Robinson had never been out of the United States and had only been on an airplane once before she left March 5, 2013, on the 17-hour flight to Africa. She was the first member of her family to graduate from college when she received her psychology degree from the University of South Carolina. She said she’s enjoyed living with the tribal Merina people about 170 kilometers from the capital city of Antananarivo, but was surprised at the deprivation people there accept as a fact of life.

“Although we are located really close to the capital and the third-largest city, the disparity of wealth is very great,” she said. “Most of the population are farmers and make less than $1 a day.”

Robinson is a health education volunteer with the Peace Corps, working to improve the locals’ understanding of health and finding ways to fight off disease, whether it’s digging safe wells and latrines or just improving personal hygiene habits. The Total Sanitation program will provide locals with sturdy, multi-family outhouses dug deep enough to keep them from attracting flies or contaminating sources of water.
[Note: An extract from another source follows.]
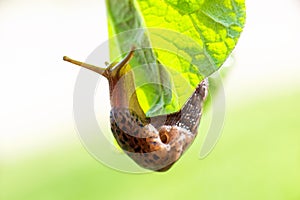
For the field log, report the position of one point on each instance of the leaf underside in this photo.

“Our rainy preseason will begin in November and lasts until May,” Robinson said. “During this period, we have many children diagnosed with diarrhea and other water-related diseases. Once the rain begins, the fecal matter from people pours into the water sources and leads to diseases, especially for children.”

It hasn’t always been an easy journey for her. Because she still has access to Facebook, she knows when friends and family back home are getting married and having children, and it makes her homesick. It helps that she can regularly Skype back and forth with her parents, brother and sisters back in Rock Hill.

“We really miss her, but what keeps us strong is knowing she had the head on her to go over there and make a difference,” said older sister Roche Robinson. “She’s shining the light of God on people, so we knew we couldn’t be selfish and keep her hostage over here for ourselves.”

Roche remembers Rasheika sending in her Peace Corps application at the same time she applied to law school. She told her sister, “Whichever one comes back first is the one I’ll go with.”

Rasheika Robinson said she still wants to go to law school, but her time in the Peace Corps will have a lasting effect. Whatever she does, Robinson wants to focus her career on international development issues.

“I would love to start my own (organization) one day to continue the efforts here in Madagascar,” she said.

For now, donors can help Robinson’s Total Sanitation project among the Merina by going to donate.peacecorps.gov and searching her name.

“I’m the only (Peace Corps volunteer) from South Carolina with a project online, so it should be easy for my fellow South Carolinians to find me,” Robinson said.